Estimates of the direct and indirect radiative forcing due to tropospheric aerosols: A review


  • James Haywood,

  • Olivier Boucher


This paper reviews the many developments in estimates of the direct and indirect global annual mean radiative forcing due to present-day concentrations of anthropogenic tropospheric aerosols since Intergovernmental Panel on Climate Change [1996]. The range of estimates of the global mean direct radiative forcing due to six distinct aerosol types is presented. Additionally, the indirect effect is split into two components corresponding to the radiative forcing due to modification of the radiative properties of clouds (cloud albedo effect) and the effects of anthropogenic aerosols upon the lifetime of clouds (cloud lifetime effect). The radiative forcing for anthropogenic sulphate aerosol ranges from −0.26 to −0.82 W m−2. For fossil fuel black carbon the radiative forcing ranges from +0.16 W m−2 for an external mixture to +0.42 W m−2 for where the black carbon is modeled as internally mixed with sulphate aerosol. For fossil fuel organic carbon the two estimates of the likely weakest limit of the direct radiative forcing are −0.02 and −0.04 W m−2. For biomass-burning sources of black carbon and organic carbon the combined radiative forcing ranges from −0.14 to −0.74 W m−2. Estimates of the radiative forcing due to mineral dust vary widely from +0.09 to −0.46 W m−2; even the sign of the radiative forcing is not well established due to the competing effects of solar and terrestrial radiative forcings.
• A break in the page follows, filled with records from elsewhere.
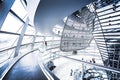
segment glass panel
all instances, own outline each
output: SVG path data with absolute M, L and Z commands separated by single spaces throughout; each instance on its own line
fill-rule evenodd
M 11 8 L 19 17 L 21 17 L 22 19 L 26 16 L 27 11 L 25 10 L 25 8 L 23 7 L 22 3 L 20 2 L 20 0 L 15 0 L 12 8 Z
M 17 35 L 0 34 L 0 49 L 16 45 Z
M 28 26 L 25 34 L 35 35 L 35 29 L 33 27 Z
M 32 43 L 32 41 L 33 41 L 33 36 L 24 36 L 22 44 Z
M 1 30 L 18 33 L 18 31 L 21 31 L 22 24 L 21 21 L 17 20 L 9 13 Z

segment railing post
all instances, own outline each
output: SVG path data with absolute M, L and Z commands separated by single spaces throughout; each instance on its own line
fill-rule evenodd
M 17 42 L 17 47 L 16 47 L 16 49 L 15 49 L 14 57 L 18 56 L 18 54 L 19 54 L 20 45 L 21 45 L 21 43 L 22 43 L 22 40 L 23 40 L 25 31 L 26 31 L 26 29 L 27 29 L 27 27 L 28 27 L 28 23 L 29 23 L 29 18 L 26 19 L 26 22 L 25 22 L 25 24 L 24 24 L 24 26 L 23 26 L 23 28 L 22 28 L 21 34 L 20 34 L 19 39 L 18 39 L 18 42 Z

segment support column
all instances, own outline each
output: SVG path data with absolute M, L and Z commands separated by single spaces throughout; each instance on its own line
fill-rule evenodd
M 33 42 L 32 42 L 32 47 L 31 47 L 32 49 L 34 48 L 36 37 L 37 37 L 37 31 L 35 30 L 35 35 L 33 36 Z
M 4 23 L 4 20 L 7 17 L 7 14 L 9 13 L 14 1 L 15 0 L 1 0 L 1 2 L 0 2 L 0 29 L 2 27 L 2 24 Z
M 22 28 L 21 34 L 20 34 L 19 39 L 18 39 L 18 42 L 17 42 L 17 47 L 16 47 L 16 49 L 15 49 L 14 57 L 18 56 L 18 54 L 19 54 L 20 45 L 21 45 L 21 43 L 22 43 L 22 40 L 23 40 L 25 31 L 26 31 L 26 29 L 27 29 L 27 27 L 28 27 L 28 23 L 29 23 L 29 18 L 26 19 L 26 22 L 25 22 L 25 24 L 24 24 L 24 26 L 23 26 L 23 28 Z

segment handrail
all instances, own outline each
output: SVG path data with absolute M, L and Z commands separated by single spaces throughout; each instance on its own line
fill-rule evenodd
M 55 53 L 52 53 L 52 54 L 55 54 Z M 108 71 L 120 73 L 120 70 L 117 70 L 117 69 L 114 69 L 114 68 L 111 68 L 111 67 L 106 67 L 106 66 L 103 66 L 103 65 L 99 65 L 99 64 L 95 64 L 95 63 L 86 62 L 86 61 L 83 61 L 83 60 L 78 60 L 78 59 L 70 58 L 70 57 L 67 57 L 67 56 L 60 55 L 60 54 L 55 54 L 55 55 L 59 55 L 61 57 L 64 57 L 64 58 L 67 58 L 67 59 L 70 59 L 70 60 L 74 60 L 74 61 L 85 63 L 85 64 L 88 64 L 88 65 L 91 65 L 91 66 L 95 66 L 95 67 L 98 67 L 100 69 L 104 69 L 104 70 L 108 70 Z
M 38 41 L 38 42 L 35 42 L 35 43 L 40 43 L 40 42 L 41 42 L 41 41 Z M 29 44 L 32 44 L 32 43 L 22 44 L 21 46 L 26 46 L 26 45 L 29 45 Z M 13 49 L 13 48 L 15 48 L 15 47 L 16 47 L 16 46 L 9 47 L 9 48 L 6 48 L 6 49 L 3 49 L 3 50 L 0 50 L 0 52 L 7 51 L 7 50 Z
M 2 77 L 1 77 L 1 80 L 3 80 L 3 78 L 4 78 L 5 75 L 8 73 L 8 71 L 9 71 L 21 58 L 23 58 L 25 55 L 27 55 L 27 54 L 29 54 L 29 53 L 32 53 L 32 52 L 34 52 L 34 51 L 37 51 L 37 50 L 39 50 L 39 49 L 36 48 L 36 49 L 34 49 L 34 50 L 31 50 L 30 52 L 27 52 L 27 53 L 25 53 L 25 54 L 22 54 L 22 55 L 20 55 L 20 56 L 18 56 L 18 57 L 16 57 L 16 58 L 14 58 L 12 64 L 3 72 Z

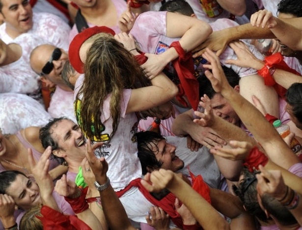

A single study provides a very tentative estimate of the radiative forcing of nitrates to be −0.03 W m−2. Estimates of the cloud albedo indirect radiative forcing range from −0.3 to approximately −1.8 W m−2. Although the cloud lifetime effect is identified as a potentially important climate forcing mechanism, it is difficult to quantify in the context of the present definition of radiative forcing of climate change and current model simulations. This is because its estimation by general circulation models necessarily includes some level of cloud and water vapor feedbacks, which affect the hydrological cycle and the dynamics of the atmosphere. Available models predict that the radiative flux perturbation associated with the cloud lifetime effect is of a magnitude similar to that of the cloud albedo effect.